Date – Details
Master-Vortrag: AI-Based Optimization of Pulse Shaped OTFS for Vehicular Communication
Donnerstag, 16. September 2021
Future vehicular communication systems require a reliable communication to enable connected and automated driving. Vehicular channels are considered to be truly doubly-dispersive channels, i.e., strongly varying in both time and frequency. However, the performance of the traditional wireless communication systems operating under doubly-dispersive channels degrades significantly. Orthogonal time frequency and space (OTFS) is a recently proposed modulation scheme designed to be robust against doubly-dispersive channels.
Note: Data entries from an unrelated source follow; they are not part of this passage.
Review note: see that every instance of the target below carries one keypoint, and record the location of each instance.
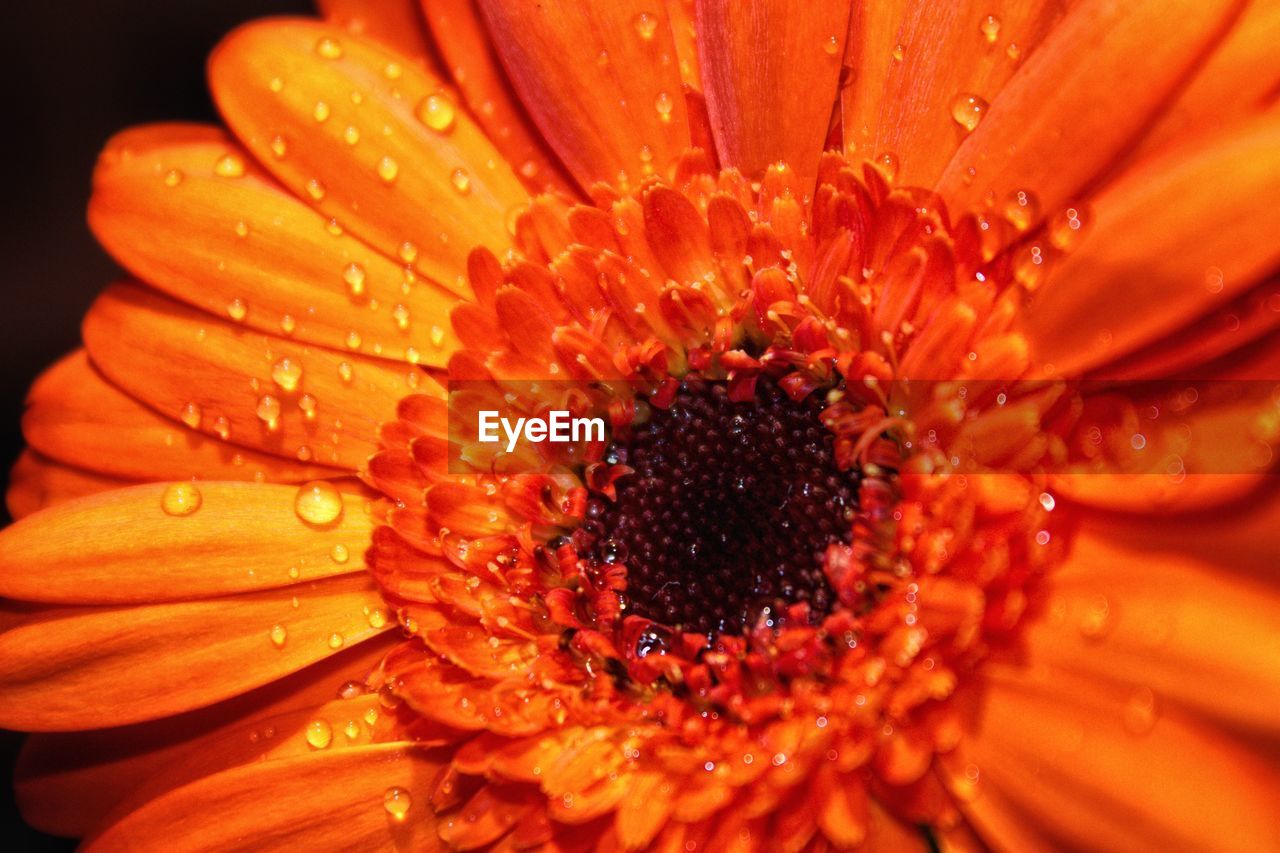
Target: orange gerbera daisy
(885, 544)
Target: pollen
(730, 510)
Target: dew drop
(192, 415)
(663, 104)
(319, 734)
(1068, 227)
(318, 502)
(968, 110)
(388, 169)
(438, 113)
(990, 28)
(181, 498)
(397, 803)
(461, 181)
(329, 49)
(229, 165)
(287, 373)
(269, 411)
(355, 277)
(645, 24)
(1022, 209)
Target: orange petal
(37, 482)
(343, 799)
(67, 783)
(1170, 238)
(77, 416)
(1153, 623)
(917, 62)
(1079, 100)
(464, 44)
(401, 182)
(124, 546)
(595, 83)
(243, 246)
(769, 73)
(396, 23)
(1068, 761)
(138, 664)
(172, 356)
(1239, 78)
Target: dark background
(73, 74)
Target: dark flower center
(730, 510)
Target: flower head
(867, 552)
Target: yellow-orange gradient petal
(396, 23)
(595, 83)
(1088, 767)
(769, 72)
(147, 662)
(923, 74)
(1240, 78)
(1171, 238)
(223, 236)
(37, 482)
(374, 797)
(243, 537)
(67, 783)
(77, 416)
(1161, 626)
(346, 124)
(260, 391)
(1080, 99)
(464, 44)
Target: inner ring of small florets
(726, 516)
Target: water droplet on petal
(663, 104)
(461, 181)
(229, 165)
(968, 110)
(438, 113)
(1022, 209)
(319, 502)
(319, 734)
(397, 802)
(269, 410)
(286, 373)
(388, 169)
(355, 277)
(192, 415)
(990, 27)
(181, 498)
(645, 24)
(329, 49)
(1068, 227)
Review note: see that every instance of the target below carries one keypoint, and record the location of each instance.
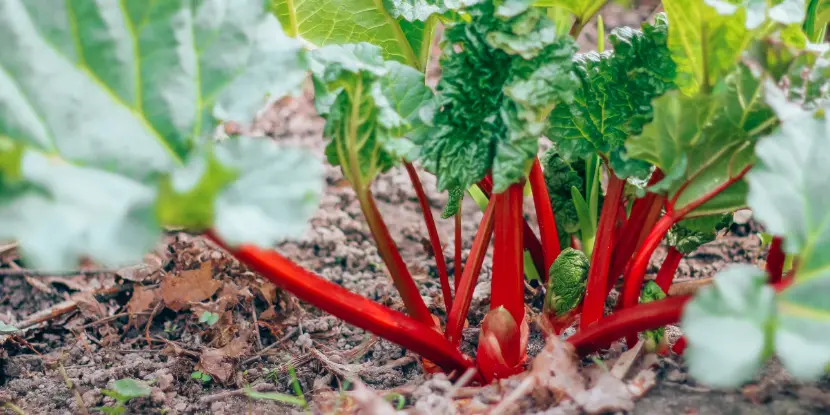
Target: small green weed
(123, 391)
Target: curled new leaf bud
(502, 345)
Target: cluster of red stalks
(624, 246)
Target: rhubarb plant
(110, 133)
(107, 115)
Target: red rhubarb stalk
(594, 303)
(508, 276)
(352, 308)
(459, 265)
(628, 322)
(544, 214)
(434, 239)
(775, 260)
(387, 249)
(637, 271)
(531, 242)
(472, 269)
(644, 215)
(668, 269)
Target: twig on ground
(13, 408)
(688, 287)
(62, 308)
(283, 339)
(111, 318)
(462, 382)
(150, 322)
(25, 272)
(256, 325)
(262, 387)
(71, 386)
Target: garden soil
(81, 333)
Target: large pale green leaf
(788, 195)
(704, 43)
(727, 326)
(105, 110)
(403, 29)
(815, 23)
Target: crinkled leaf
(614, 101)
(403, 29)
(501, 76)
(567, 281)
(102, 103)
(706, 38)
(561, 177)
(584, 10)
(801, 71)
(788, 195)
(688, 235)
(370, 105)
(706, 141)
(456, 196)
(423, 10)
(727, 327)
(653, 292)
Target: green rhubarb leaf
(495, 93)
(584, 10)
(653, 338)
(787, 194)
(370, 106)
(614, 101)
(105, 117)
(561, 177)
(706, 141)
(567, 281)
(760, 11)
(456, 197)
(130, 388)
(688, 235)
(403, 29)
(706, 39)
(727, 326)
(818, 15)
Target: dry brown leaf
(608, 394)
(142, 271)
(89, 306)
(557, 368)
(626, 360)
(38, 285)
(221, 363)
(370, 402)
(268, 315)
(142, 299)
(269, 292)
(190, 286)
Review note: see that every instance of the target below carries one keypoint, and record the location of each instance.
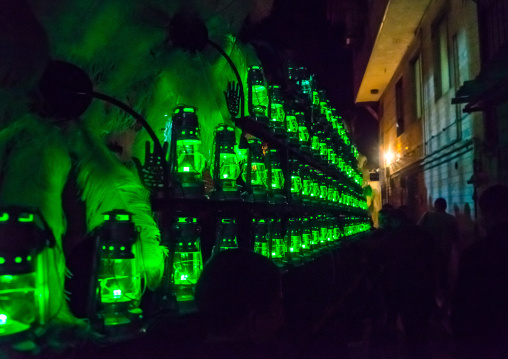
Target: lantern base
(279, 131)
(257, 195)
(219, 195)
(14, 327)
(189, 191)
(293, 140)
(120, 326)
(276, 198)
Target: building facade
(413, 58)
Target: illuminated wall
(432, 156)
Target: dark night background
(298, 30)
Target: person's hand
(151, 172)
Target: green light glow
(28, 218)
(292, 124)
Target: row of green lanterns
(262, 172)
(296, 241)
(115, 291)
(266, 104)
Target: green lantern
(262, 240)
(315, 189)
(292, 127)
(257, 92)
(303, 132)
(279, 246)
(187, 161)
(315, 92)
(304, 81)
(294, 240)
(118, 291)
(331, 189)
(23, 271)
(323, 188)
(254, 171)
(315, 230)
(306, 236)
(306, 182)
(276, 110)
(225, 167)
(296, 181)
(187, 259)
(275, 180)
(226, 235)
(323, 230)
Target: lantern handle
(157, 145)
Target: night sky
(299, 30)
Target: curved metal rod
(237, 74)
(140, 119)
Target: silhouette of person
(480, 306)
(239, 295)
(445, 231)
(409, 281)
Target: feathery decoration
(107, 185)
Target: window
(399, 107)
(456, 75)
(418, 87)
(441, 60)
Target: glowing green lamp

OTFS is a new and novel two-dimensional (2D) pulse-shaped modulation scheme designed in the delay-Doppler (DD) domain and promises significant improvements on the physical layer. OTFS is a combination of classical Gabor signaling with a unique time-frequency (TF) spreading. Data symbols are located in the DD domain and spread over the entire TF domain using the symplectic finite Fourier transform (SFFT). The TF spreading accounts in a linear fashion for the doubly dispersive nature of time-variant multi-path channel. The TF spreading is also referred to as OTFS transform and the Gabor transform as the Heisenberg transform. However, OTFS requires proper channel information and the use of appropriated equalizers to exploit the full spreading gain.
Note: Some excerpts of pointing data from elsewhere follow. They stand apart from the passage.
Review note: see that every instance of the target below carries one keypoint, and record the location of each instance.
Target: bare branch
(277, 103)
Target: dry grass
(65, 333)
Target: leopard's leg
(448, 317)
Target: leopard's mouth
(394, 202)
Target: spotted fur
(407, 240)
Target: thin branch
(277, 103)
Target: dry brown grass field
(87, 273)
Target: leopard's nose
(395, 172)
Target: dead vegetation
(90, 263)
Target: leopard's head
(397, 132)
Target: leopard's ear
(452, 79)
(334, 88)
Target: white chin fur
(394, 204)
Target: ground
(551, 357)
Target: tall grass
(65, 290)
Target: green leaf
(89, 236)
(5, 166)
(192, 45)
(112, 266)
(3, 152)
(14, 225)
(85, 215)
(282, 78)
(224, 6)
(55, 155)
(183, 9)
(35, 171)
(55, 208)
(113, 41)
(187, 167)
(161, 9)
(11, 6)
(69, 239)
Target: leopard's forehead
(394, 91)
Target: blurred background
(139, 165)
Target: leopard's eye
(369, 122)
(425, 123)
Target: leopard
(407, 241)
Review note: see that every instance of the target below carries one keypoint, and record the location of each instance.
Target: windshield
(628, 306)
Doubly-dispersive channels are characterized by their spreading region spanned by two times max, and max, corresponding to the maximum Doppler shift and delay spread. To mitigate the strong interference between different TF slots, TF grid and pulses should “match” the DD spreading region of the doubly-dispersive channel, typically determined on a longer time scale-like. This approach is known as pulse and grid matching rule. In this thesis, we use the so-called mobility modes with distinct grid and pulses to follow the pulse and grid matching rule. However, mobility modes control the interference on a coarse level because they cannot match the pulse and grid matching rule completely. The remaining interference is accounted by the implemented mean square error (MMSE) linear equalizer, which is tuned for each frame. We implement the OTFS transceiver based on a polyphase implementation for orthogonalized Gaussian pulses and evaluate mobility modes with doubly-dispersive vehicular channels generated by the QuaDRiGa channel simulator.
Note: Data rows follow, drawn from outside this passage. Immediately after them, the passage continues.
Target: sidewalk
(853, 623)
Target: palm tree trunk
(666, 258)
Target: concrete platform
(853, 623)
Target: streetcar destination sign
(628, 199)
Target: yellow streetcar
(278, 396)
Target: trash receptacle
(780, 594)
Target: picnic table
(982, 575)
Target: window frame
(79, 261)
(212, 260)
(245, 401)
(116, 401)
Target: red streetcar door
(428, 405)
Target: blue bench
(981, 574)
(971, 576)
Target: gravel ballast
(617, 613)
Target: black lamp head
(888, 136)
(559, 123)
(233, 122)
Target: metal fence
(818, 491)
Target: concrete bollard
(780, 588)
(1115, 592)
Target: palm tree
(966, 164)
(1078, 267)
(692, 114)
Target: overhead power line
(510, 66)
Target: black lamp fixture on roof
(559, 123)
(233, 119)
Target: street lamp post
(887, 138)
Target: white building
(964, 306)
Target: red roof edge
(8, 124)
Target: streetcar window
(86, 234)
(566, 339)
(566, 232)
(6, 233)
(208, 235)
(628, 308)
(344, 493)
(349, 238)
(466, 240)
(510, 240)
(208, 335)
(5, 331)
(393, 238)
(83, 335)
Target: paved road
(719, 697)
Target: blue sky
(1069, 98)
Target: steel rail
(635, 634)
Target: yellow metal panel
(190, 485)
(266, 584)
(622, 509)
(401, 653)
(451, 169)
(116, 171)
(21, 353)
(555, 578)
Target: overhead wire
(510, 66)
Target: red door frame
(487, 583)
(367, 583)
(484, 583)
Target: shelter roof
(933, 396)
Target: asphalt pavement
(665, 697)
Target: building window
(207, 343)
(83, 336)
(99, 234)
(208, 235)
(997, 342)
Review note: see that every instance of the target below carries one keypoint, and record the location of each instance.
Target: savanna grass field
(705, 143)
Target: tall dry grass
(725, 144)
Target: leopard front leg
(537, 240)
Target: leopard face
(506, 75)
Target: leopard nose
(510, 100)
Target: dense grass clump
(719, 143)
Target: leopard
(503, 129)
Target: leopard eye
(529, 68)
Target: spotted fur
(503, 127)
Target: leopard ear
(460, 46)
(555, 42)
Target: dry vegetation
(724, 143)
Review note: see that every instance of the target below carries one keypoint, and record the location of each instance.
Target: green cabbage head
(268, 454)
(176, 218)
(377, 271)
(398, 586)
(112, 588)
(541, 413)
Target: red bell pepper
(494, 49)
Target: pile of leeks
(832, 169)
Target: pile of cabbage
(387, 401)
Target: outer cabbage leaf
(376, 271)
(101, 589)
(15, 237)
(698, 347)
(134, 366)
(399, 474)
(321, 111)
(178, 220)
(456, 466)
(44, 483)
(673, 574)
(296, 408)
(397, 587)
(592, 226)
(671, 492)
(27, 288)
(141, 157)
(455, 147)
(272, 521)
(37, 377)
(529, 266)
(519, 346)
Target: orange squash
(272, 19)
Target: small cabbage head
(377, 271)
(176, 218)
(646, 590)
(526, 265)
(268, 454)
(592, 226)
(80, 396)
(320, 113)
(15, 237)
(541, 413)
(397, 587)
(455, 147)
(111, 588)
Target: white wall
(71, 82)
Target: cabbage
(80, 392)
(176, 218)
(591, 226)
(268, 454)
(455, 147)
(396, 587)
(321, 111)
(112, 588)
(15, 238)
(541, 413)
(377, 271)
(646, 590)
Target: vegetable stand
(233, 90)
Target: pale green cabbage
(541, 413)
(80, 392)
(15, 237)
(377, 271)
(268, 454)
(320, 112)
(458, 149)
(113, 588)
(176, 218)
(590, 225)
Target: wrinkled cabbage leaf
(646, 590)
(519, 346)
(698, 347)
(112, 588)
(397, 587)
For practical implementation, the performance of mobility modes should be predicted and then the mobility mode with the best performance is selected to send the next frame. However, the prediction of mobility modes requires the prediction of the channel itself. In this thesis, we propose a novel method to predict the channel by predicting the spreading function which represents the channel in the DD domain. We propose to predict the spreading function using a new variant of Long Short-Term Memory (LSTM) neural networks known as Convolutional LSTM. The architecture of Convolutional LSTM is both recurrent and convolutional which enables it to capture the spatiotemporal correlation of the data and utilize it for the prediction.